February 11, 2013
U-M must not let Wisconsin beat it twice
As one of the "one-plays" in Michigan's Big Ten conference schedule, Wisconsin assured itself of a perfect regular season record against the Wolverines with Saturday's stunning 65-62, come-from-behind overtime win. If U-M is to get revenge against the Badgers, or UW is to beat the Wolverines a second time, they will have to wait until the Big Ten or NCAA tournament.
It may feel like Ben Brust beat Michigan twice in his team's 65-62 overtime victory: once with what was a 45-foot shot of a lifetime (as Brust himself acknowledged after the game) as the buzzer sounded to end regulation, and again in the final minute of overtime with a long-but-not-that-long three, again just over Caris LeVert's outstretched hand.

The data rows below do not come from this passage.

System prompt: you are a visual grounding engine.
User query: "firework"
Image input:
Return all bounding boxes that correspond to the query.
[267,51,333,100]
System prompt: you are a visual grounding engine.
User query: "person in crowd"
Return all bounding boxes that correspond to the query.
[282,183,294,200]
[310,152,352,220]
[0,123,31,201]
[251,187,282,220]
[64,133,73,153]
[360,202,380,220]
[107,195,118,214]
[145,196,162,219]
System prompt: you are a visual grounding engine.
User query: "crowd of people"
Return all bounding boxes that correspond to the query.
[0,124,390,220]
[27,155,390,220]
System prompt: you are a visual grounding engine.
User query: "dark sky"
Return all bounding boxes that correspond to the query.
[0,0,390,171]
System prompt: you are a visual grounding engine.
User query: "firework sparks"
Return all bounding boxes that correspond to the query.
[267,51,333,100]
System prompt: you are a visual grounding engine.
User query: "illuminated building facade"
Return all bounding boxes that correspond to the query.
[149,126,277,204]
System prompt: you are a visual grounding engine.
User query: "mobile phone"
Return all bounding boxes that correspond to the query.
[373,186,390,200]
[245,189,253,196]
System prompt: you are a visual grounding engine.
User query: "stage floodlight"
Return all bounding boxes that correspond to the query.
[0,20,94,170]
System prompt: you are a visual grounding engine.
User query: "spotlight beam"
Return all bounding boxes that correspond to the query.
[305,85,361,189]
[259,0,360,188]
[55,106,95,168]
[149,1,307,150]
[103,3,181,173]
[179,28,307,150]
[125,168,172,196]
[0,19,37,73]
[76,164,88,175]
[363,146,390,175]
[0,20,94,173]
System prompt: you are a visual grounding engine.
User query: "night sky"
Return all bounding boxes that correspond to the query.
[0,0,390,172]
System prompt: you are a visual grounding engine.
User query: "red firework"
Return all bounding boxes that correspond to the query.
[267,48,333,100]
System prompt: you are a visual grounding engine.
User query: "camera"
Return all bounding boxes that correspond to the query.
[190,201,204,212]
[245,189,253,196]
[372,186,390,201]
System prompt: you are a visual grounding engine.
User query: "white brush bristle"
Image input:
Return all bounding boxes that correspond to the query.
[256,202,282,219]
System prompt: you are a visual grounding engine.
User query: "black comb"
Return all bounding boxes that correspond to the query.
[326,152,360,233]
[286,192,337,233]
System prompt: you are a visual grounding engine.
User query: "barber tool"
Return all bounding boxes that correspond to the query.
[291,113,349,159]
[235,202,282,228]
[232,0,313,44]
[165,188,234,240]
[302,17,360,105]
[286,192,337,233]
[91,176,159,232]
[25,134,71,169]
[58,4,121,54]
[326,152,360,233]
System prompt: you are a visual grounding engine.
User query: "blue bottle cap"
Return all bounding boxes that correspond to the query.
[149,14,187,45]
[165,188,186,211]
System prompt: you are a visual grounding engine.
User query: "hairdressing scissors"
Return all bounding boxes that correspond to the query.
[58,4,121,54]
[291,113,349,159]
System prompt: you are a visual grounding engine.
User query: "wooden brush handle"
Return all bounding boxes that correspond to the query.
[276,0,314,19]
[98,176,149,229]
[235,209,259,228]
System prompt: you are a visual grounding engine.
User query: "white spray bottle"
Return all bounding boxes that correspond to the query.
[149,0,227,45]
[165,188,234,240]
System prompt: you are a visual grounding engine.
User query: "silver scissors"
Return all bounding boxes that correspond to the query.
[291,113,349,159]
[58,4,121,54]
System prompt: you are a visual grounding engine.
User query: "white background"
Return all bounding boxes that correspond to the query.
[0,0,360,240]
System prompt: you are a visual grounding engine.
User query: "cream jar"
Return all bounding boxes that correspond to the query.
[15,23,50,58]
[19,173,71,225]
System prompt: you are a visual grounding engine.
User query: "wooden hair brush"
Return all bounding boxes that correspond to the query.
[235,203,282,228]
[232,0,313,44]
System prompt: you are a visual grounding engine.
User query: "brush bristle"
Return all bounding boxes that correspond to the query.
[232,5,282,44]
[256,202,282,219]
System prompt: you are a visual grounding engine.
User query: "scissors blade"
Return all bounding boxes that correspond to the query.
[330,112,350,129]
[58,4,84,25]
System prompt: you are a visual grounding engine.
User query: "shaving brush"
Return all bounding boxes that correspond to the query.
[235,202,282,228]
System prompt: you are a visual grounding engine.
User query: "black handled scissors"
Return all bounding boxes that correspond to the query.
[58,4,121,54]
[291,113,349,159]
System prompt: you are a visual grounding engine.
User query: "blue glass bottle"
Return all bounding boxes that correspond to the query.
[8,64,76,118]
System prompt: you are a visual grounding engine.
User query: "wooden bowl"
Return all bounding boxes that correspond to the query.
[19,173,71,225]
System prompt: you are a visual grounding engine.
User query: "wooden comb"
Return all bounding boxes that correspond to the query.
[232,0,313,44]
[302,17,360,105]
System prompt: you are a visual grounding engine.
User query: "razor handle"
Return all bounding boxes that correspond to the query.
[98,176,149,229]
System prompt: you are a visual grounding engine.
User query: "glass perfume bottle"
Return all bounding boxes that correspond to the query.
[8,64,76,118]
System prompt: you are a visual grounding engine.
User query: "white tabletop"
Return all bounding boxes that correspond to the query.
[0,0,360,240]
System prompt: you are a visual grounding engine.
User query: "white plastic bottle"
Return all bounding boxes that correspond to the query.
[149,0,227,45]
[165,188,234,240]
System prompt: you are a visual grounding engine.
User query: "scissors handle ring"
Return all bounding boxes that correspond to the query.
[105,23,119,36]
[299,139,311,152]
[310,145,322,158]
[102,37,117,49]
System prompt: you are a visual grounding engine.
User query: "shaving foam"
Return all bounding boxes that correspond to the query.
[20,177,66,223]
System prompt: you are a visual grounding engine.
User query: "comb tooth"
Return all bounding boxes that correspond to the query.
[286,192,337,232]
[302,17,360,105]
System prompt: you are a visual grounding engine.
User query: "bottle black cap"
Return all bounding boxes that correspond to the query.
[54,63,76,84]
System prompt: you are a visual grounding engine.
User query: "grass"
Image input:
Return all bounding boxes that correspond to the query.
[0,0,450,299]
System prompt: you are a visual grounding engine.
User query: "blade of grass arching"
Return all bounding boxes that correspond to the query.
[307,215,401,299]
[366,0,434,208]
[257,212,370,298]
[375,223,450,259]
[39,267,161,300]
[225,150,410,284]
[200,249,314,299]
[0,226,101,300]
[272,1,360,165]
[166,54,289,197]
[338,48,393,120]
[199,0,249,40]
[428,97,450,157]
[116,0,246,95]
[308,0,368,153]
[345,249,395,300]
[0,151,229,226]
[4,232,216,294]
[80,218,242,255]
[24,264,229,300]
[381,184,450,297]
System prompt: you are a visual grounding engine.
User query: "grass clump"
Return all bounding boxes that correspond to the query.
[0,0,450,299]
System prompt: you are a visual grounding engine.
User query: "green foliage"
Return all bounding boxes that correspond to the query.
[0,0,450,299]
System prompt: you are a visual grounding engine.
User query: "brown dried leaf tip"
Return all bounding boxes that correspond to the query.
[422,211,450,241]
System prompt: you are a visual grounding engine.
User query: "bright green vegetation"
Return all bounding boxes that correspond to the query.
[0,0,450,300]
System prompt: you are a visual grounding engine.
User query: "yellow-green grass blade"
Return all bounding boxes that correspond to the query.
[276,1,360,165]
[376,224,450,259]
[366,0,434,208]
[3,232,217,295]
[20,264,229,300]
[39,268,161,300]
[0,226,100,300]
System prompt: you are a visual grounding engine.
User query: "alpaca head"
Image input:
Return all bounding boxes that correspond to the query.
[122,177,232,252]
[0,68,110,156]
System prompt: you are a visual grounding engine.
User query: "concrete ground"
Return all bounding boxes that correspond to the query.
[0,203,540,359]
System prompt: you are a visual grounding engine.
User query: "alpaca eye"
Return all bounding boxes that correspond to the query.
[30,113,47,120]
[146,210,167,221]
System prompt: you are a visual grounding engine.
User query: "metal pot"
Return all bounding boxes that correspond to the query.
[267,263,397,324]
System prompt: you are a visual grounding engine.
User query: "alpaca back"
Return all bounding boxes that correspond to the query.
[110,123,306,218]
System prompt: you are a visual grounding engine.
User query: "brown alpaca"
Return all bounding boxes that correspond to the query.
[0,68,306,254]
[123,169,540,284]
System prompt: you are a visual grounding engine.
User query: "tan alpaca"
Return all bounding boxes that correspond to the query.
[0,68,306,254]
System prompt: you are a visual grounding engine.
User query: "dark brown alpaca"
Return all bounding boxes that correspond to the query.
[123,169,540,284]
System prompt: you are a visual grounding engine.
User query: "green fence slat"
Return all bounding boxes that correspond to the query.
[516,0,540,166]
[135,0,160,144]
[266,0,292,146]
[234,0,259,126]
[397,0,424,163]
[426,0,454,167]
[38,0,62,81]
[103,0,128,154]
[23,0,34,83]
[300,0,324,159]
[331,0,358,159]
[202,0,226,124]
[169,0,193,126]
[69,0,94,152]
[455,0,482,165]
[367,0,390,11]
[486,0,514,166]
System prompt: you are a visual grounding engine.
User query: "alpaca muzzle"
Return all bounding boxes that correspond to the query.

But the sum of those shots is still just one loss, the Wolverines' third in a conference whose champion is almost certain to have more at the end of conference play.
Figuratively speaking, though, there is a real risk that Saturday's heartbreaking loss at the Kohl Center could leave Michigan with a hangover that the team is still feeling while it prepares to face Michigan State Tuesday night in East Lansing. If the Wolverines cannot shake off the sting of Brust's punches in the gut, then he still could wind up beating them twice.
U-M has two days to prepare for the last of four grueling back-to-back-to-back-to-back games. So far, the Wolverines have won their one home game, against Ohio State, and dropped their two tough road contests in that span, at Indiana and Wisconsin. One opportunity remains for them to seize a road win against a fellow conference title contender, MSU. If they do, then their split of the four games would be good enough to put them in what might be the best position of any team to win the regular-season Big Ten championship. But their chances of winning Tuesday depend on the young team's ability to put Saturday's nightmare ending behind it and refocus on preparing for the Spartans.
To say that the Wolverines were disappointed after the Wisconsin game would be a significant understatement. "Shell-shocked" would be much more accurate.
After collecting their equipment and gathering with family, friends and straggling fans before leaving the Kohl Center, players were composed and courteous with visitors and well-wishers. But they were also visibly affected by the way a sniper's shot had ripped their near-win from their fingers.